Blood. 2008 Apr 1;111(7):3546-52. doi: 10.1182/blood-2007-09-113522. Epub 2007 Dec 20.
Several cell-based immunotherapy strategies have been developed to specifically modulate T cell-mediated immune responses. These methods frequently rely on the utilization of tolerogenic cell-based antigen-presenting cells (APCs). However, APCs are highly sensitive to cytotoxic T-cell responses, thus limiting their therapeutic capacity. Here, we describe a novel bead-based approach to modulate T-cell responses in an antigen-specific fashion. We have generated killer artificial APCs (kappaaAPCs) by coupling an apoptosis-inducing alpha-Fas (CD95) IgM mAb together with HLA-A2 Ig molecules onto beads. These kappaaAPCs deplete targeted antigen-specific T cells in a Fas/Fas ligand (FasL)-dependent fashion. T-cell depletion in cocultures is rapidly initiated (30 minutes), dependent on the amount of kappaaAPCs and independent of activation-induced cell death (AICD). kappaaAPCs represent a novel technology that can control T cell-mediated immune responses, and therefore has potential for use in treatment of autoimmune diseases and allograft rejection.
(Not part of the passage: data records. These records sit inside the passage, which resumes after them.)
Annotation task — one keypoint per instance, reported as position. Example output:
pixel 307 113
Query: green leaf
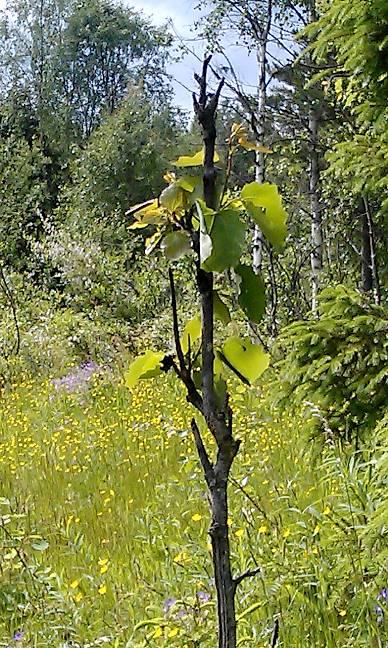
pixel 192 332
pixel 193 160
pixel 145 366
pixel 253 146
pixel 173 198
pixel 175 245
pixel 205 242
pixel 221 311
pixel 252 293
pixel 220 390
pixel 264 205
pixel 227 233
pixel 147 213
pixel 40 545
pixel 248 359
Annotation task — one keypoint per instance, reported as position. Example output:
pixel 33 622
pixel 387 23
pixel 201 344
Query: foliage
pixel 122 163
pixel 180 212
pixel 339 362
pixel 24 195
pixel 352 37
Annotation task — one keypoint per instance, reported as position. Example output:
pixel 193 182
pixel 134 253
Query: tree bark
pixel 218 419
pixel 366 258
pixel 263 33
pixel 372 249
pixel 316 219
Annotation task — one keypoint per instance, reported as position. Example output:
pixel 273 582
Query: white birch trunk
pixel 316 219
pixel 260 160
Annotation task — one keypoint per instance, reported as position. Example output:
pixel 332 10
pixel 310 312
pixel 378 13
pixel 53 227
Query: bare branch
pixel 202 453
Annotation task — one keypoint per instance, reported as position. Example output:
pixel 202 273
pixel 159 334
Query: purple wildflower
pixel 383 595
pixel 203 597
pixel 379 612
pixel 168 604
pixel 78 379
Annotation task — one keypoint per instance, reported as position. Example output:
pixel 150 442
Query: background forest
pixel 103 512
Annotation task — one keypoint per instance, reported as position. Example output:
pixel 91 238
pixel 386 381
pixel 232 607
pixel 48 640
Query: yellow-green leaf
pixel 264 204
pixel 148 213
pixel 175 245
pixel 252 146
pixel 221 311
pixel 250 360
pixel 193 160
pixel 173 198
pixel 252 293
pixel 227 233
pixel 147 365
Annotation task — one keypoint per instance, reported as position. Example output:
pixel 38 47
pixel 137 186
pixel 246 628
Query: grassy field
pixel 104 517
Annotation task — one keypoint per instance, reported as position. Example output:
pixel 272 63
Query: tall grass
pixel 103 523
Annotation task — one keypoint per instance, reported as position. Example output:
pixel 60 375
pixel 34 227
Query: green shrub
pixel 338 362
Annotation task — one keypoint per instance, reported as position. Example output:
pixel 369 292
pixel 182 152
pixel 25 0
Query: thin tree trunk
pixel 263 32
pixel 260 160
pixel 219 420
pixel 315 207
pixel 373 254
pixel 316 219
pixel 366 258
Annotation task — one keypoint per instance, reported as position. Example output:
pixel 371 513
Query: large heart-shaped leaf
pixel 264 205
pixel 175 245
pixel 249 360
pixel 227 233
pixel 252 293
pixel 147 365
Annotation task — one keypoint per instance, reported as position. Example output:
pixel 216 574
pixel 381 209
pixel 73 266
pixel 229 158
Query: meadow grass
pixel 104 518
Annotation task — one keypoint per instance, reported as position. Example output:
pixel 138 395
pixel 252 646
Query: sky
pixel 182 14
已经开发了几种基于细胞的免疫疗法策略来特异性调节T细胞介导的免疫反应。这些方法通常依赖于使用耐受性的基于细胞的抗原呈递细胞(APC)。然而,APC对细胞毒性T细胞反应高度敏感,从而限制了它们的治疗能力。在这里,我们描述了一种基于珠子的新方法,以抗原特异性方式调节T细胞反应。我们通过将诱导凋亡的α-Fas(CD95)IgM单克隆抗体与HLA-A2 Ig分子偶联到珠子上,生成了杀伤性人工APC(kappaaAPC)。这些kappaaAPC以Fas/Fas配体(FasL)依赖的方式耗尽靶向抗原特异性T细胞。共培养中的T细胞耗竭迅速开始(30分钟),取决于kappaaAPC的数量,并且独立于活化诱导的细胞死亡(AICD)。kappaaAPC代表了一种可以控制T细胞介导的免疫反应的新技术,因此具有用于治疗自身免疫性疾病和同种异体移植排斥反应的潜力。